How to read this chart
Each bar shows the approximate mean placebo-adjusted weight loss reported at the primary endpoint of the highest tested dose in each trial. Bars are sorted from largest to smallest effect. The retatrutide bar is highlighted because that is this site's primary focus, not because it is necessarily superior — head-to-head comparisons do not exist.
Why cross-trial isn't apples-to-apples
Comparing weight-loss numbers across separate trials is the only comparison currently possible for most of these drugs, but it has real limits:
- Trial duration varies from 46 to 72 weeks. Most weight-loss curves continue downward through the primary endpoint, so longer trials would have shown larger numbers for shorter-trial drugs.
- Populations differ by baseline BMI, comorbidities, and geography. Trials in Chinese populations (e.g., GLORY-1 mazdutide) typically show different baseline characteristics than US/EU trials.
- Titration schedules differ. Slower escalation often yields better tolerability but slightly less weight loss at the same time point.
- Phase 2 numbers may regress in Phase 3. Retatrutide and survodutide are still in Phase 2 in this chart; their numbers may move when Phase 3 readouts land.
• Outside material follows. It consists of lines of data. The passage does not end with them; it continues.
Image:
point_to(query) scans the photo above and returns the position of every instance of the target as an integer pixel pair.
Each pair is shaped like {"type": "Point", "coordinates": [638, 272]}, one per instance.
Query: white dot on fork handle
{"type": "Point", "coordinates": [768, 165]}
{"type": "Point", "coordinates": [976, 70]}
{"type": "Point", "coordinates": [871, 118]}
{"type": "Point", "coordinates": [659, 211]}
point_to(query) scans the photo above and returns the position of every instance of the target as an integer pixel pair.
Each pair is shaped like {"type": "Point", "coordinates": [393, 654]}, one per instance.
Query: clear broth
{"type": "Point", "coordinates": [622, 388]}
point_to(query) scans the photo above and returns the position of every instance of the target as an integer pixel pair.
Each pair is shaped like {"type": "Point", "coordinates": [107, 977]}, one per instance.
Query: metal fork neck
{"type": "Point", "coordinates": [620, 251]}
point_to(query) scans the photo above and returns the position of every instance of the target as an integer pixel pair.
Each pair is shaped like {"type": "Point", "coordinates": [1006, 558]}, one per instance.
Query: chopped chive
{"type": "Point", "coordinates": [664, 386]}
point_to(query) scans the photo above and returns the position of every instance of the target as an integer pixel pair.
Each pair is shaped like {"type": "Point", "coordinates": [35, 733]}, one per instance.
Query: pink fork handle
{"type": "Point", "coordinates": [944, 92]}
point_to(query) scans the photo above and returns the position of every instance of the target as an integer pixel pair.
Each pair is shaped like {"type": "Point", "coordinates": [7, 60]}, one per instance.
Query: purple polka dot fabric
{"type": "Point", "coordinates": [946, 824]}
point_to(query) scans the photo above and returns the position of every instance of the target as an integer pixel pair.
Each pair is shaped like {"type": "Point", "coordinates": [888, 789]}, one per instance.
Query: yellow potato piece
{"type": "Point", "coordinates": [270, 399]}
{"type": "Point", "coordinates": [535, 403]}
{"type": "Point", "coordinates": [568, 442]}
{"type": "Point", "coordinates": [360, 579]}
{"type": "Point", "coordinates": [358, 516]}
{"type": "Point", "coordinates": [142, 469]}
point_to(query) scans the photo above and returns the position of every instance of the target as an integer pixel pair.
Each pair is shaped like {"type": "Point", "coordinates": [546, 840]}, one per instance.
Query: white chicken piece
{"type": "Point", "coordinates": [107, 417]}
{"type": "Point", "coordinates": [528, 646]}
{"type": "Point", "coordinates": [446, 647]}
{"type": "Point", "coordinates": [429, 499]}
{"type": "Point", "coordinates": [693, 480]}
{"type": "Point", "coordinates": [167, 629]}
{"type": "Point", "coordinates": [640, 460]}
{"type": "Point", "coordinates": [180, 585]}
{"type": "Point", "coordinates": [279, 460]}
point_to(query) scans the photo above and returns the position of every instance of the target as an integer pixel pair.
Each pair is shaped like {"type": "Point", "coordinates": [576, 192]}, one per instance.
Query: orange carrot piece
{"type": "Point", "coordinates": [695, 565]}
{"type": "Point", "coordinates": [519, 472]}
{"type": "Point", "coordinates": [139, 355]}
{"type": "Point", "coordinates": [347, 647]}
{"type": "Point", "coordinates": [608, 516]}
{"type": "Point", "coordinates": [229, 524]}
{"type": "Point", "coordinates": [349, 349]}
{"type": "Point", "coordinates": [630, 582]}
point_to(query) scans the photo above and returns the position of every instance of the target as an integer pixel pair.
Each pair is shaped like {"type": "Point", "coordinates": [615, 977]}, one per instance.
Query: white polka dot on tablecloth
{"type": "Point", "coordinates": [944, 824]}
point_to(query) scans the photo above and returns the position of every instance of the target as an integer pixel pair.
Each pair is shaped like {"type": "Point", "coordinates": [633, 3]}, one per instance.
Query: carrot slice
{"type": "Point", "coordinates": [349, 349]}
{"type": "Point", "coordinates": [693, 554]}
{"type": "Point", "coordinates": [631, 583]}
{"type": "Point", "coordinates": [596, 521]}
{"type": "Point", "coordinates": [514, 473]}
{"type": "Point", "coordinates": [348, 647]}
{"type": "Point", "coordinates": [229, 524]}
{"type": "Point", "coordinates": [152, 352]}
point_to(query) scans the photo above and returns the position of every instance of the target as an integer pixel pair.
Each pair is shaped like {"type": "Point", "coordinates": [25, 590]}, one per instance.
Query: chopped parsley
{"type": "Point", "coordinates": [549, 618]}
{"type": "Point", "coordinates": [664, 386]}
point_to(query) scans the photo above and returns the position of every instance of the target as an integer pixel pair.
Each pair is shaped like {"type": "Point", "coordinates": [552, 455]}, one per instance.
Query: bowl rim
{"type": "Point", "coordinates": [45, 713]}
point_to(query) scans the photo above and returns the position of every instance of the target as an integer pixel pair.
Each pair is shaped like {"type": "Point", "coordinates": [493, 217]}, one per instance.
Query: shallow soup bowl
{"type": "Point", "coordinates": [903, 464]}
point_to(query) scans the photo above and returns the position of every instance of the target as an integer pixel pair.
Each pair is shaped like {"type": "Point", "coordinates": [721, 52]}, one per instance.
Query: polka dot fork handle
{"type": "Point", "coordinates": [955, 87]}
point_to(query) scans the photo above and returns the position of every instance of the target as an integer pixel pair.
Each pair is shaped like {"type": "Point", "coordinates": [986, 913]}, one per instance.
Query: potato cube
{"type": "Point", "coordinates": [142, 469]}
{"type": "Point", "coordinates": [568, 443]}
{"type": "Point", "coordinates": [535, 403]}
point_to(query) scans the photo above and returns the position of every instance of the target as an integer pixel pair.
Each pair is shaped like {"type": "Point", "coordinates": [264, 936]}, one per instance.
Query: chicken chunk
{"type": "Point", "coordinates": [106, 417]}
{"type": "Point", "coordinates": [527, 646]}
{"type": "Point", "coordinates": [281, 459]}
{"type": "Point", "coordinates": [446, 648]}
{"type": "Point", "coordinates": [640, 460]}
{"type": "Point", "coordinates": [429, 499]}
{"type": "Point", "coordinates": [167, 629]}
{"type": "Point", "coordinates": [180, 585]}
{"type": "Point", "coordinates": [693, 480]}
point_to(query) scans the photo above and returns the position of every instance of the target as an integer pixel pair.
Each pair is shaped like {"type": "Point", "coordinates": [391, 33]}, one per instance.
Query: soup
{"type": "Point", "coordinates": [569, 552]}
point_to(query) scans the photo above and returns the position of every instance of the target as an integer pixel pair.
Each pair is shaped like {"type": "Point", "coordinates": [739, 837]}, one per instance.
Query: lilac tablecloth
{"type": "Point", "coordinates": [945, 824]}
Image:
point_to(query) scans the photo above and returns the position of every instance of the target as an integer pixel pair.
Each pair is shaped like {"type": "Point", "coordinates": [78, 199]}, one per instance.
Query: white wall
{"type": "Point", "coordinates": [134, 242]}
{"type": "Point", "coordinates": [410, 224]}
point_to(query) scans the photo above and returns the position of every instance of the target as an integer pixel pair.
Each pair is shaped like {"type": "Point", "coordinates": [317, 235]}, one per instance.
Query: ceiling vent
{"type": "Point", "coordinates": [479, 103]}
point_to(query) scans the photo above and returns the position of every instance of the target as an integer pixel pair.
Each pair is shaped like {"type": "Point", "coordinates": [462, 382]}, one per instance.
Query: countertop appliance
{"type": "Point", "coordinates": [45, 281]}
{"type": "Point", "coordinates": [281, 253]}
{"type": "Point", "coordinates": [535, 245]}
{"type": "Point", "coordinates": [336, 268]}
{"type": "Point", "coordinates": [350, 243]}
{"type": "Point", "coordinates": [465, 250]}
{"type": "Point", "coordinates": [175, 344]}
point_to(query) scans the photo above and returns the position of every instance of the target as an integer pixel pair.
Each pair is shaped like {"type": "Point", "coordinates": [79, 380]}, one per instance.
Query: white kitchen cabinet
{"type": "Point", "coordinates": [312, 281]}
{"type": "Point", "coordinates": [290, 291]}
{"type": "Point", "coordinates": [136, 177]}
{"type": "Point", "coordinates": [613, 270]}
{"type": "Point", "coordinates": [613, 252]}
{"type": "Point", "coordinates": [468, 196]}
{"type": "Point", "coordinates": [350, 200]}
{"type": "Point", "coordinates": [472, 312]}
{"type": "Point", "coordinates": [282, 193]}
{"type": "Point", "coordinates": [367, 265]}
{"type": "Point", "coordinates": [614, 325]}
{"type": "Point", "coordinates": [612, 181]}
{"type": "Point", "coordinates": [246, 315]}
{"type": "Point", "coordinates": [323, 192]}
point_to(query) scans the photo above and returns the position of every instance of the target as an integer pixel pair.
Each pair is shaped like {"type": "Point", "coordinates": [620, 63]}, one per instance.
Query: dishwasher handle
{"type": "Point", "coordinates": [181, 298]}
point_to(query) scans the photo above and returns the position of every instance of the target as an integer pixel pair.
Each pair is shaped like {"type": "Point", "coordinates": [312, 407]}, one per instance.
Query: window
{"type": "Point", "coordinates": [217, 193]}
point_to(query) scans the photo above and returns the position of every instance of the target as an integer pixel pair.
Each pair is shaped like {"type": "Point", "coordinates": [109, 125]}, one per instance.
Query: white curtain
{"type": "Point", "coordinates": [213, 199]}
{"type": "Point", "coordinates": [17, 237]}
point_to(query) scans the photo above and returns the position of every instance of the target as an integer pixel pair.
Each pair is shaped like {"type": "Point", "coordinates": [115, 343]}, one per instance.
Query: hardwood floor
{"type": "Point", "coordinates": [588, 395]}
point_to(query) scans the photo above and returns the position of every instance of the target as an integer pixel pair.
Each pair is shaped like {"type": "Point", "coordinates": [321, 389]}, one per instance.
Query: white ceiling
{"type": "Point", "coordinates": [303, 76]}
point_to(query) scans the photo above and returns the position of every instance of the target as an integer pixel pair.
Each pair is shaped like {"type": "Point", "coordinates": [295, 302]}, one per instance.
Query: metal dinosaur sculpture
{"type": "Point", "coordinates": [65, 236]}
What the chart actually says
The pattern that emerges is consistent with mechanism: drugs hitting more receptors generally produce larger weight loss. Single-receptor GLP-1 drugs (semaglutide, liraglutide, oral orforglipron) cluster lower; dual agonists (tirzepatide GLP-1/GIP, survodutide and mazdutide GLP-1/glucagon) sit in the middle; and the triple agonist retatrutide sits at the top.
Cagrilintide + semaglutide (CagriSema), which uses an amylin analog rather than a glucagon agonist as its second mechanism, is the notable exception that sits near the top of the chart with a different receptor mix.
Update history
- April 2026 — Added orforglipron ATTAIN-1 topline. Refreshed CagriSema REDEFINE 1 numbers.
- February 2026 — Added mazdutide GLORY-1 Phase 3 readout.
- October 2025 — Initial publication.